Ah, if only gun-toting, shooting-each-other-up youth had the power to incite as much passion, commitment, and rallying as a friggin' grocery store! Websites, videos, organized protests, and even a panel spring up in the arsenal of weaponry coordinated to keep the nation's organic supermarket from coming to Jamaica Plain but for you, ignorant, misguided, impoverished gang-child? You're on your own, kid, until they need a scapegoat. Where do you buy your food? I bet you don't - I bet you're hungry a lot and hungry for a lot of things:  acceptance, love, food, safety, respect, knowledge, a decent future, work.

Where is all this civic effort when gang violence escalates? Grocery shopping, apparently.  That these protesters are able to coordinate so quickly and adeptly using all available new media says it's too late: the gentry have arrived.

Whole Foods is a symptom, not the cause of gentrification here in Boston or anywhere else in the country. Fabulous (and fabulously expensive) City Feed, the business with the most to fear from a Whole Foods in J.P., is sure, irrefutable proof that the gentry aren’t just discovering J.P., they are ensconced. And the expansion of City Feed from one store on Boylston Street to a second and larger one on Centre only confirmed the increased incursion of people with ample disposable income to that neighborhood.
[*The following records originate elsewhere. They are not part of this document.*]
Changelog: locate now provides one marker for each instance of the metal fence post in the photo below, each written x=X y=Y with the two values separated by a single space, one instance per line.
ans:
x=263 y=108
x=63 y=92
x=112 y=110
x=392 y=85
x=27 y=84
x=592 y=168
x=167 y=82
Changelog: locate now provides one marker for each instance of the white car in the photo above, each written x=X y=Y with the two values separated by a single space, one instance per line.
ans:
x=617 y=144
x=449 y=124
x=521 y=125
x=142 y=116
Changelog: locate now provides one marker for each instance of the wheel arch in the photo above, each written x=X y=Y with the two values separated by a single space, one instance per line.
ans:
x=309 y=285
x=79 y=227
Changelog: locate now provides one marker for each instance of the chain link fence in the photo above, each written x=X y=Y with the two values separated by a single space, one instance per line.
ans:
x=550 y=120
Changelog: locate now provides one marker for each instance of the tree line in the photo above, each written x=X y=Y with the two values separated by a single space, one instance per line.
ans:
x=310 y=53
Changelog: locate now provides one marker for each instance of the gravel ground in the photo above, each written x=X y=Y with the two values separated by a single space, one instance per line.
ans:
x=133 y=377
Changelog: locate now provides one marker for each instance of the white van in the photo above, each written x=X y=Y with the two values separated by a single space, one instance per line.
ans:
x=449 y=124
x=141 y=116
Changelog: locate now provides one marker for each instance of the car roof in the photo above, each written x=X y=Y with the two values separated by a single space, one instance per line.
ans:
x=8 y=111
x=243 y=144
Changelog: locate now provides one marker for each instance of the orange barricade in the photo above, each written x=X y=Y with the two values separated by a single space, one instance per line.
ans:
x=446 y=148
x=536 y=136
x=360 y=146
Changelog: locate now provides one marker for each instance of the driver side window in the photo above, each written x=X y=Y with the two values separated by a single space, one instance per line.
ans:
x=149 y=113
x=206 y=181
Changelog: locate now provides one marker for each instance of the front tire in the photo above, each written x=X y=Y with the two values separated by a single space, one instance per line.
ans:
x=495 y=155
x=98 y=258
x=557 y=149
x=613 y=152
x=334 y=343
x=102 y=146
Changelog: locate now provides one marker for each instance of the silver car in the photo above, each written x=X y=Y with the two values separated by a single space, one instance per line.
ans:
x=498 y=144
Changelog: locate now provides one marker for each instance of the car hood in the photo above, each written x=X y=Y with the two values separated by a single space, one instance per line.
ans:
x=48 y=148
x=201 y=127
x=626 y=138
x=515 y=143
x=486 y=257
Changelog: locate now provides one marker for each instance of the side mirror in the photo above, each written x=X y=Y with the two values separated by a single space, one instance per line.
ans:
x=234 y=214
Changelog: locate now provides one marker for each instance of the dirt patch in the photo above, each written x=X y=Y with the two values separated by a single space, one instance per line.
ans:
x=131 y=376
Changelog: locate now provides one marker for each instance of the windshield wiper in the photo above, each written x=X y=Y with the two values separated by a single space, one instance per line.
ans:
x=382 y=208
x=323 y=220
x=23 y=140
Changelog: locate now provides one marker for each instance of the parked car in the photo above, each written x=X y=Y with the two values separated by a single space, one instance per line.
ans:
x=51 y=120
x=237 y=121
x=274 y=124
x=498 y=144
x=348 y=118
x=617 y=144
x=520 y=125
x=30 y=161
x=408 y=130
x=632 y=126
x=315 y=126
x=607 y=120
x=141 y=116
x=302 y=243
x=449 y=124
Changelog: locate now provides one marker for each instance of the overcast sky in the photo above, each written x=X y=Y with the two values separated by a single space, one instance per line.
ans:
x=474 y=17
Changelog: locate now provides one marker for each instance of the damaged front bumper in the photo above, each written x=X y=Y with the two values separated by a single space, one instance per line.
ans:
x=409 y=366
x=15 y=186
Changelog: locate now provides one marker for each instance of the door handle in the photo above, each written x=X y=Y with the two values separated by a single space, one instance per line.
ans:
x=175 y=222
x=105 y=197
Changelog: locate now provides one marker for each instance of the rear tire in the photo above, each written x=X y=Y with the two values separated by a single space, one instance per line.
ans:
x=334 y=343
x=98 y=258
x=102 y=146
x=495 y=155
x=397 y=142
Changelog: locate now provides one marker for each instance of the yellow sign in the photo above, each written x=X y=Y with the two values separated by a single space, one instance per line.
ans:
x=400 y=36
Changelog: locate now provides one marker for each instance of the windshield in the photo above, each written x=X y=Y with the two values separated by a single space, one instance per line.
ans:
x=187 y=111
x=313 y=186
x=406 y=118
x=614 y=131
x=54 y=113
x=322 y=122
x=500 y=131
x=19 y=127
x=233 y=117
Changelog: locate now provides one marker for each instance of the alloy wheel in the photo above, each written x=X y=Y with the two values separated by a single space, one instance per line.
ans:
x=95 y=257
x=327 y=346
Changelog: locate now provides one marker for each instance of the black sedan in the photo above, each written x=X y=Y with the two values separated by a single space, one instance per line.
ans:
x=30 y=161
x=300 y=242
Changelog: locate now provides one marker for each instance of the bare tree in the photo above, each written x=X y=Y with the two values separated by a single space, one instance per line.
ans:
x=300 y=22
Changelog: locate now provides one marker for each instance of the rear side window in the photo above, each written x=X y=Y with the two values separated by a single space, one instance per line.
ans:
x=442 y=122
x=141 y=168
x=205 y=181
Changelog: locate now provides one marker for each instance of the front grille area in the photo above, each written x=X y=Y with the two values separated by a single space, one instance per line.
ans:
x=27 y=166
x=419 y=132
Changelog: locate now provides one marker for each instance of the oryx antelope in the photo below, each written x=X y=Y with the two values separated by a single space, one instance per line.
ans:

I worked at the Symphony Whole Foods when it was still a Bread and Checkbook (Bread and Circus, for the uninitiated). I took the job because it was the closest place to home which allowed me to work only part-time and still get health insurance and other benefits. Maybe I don’t love Whole Foods but they provide benefits to their workers far beyond anything the Hi-Lo ever did. They’ve also done much more to support local farmers than the Hi-Lo ever did.

In the meantime, if you miss the Hi-Lo, do the socially just thing and come shop Tropical Foods/El Platanero in Dudley Square and give the food to someone who doesn't have the luxury of protesting a food store.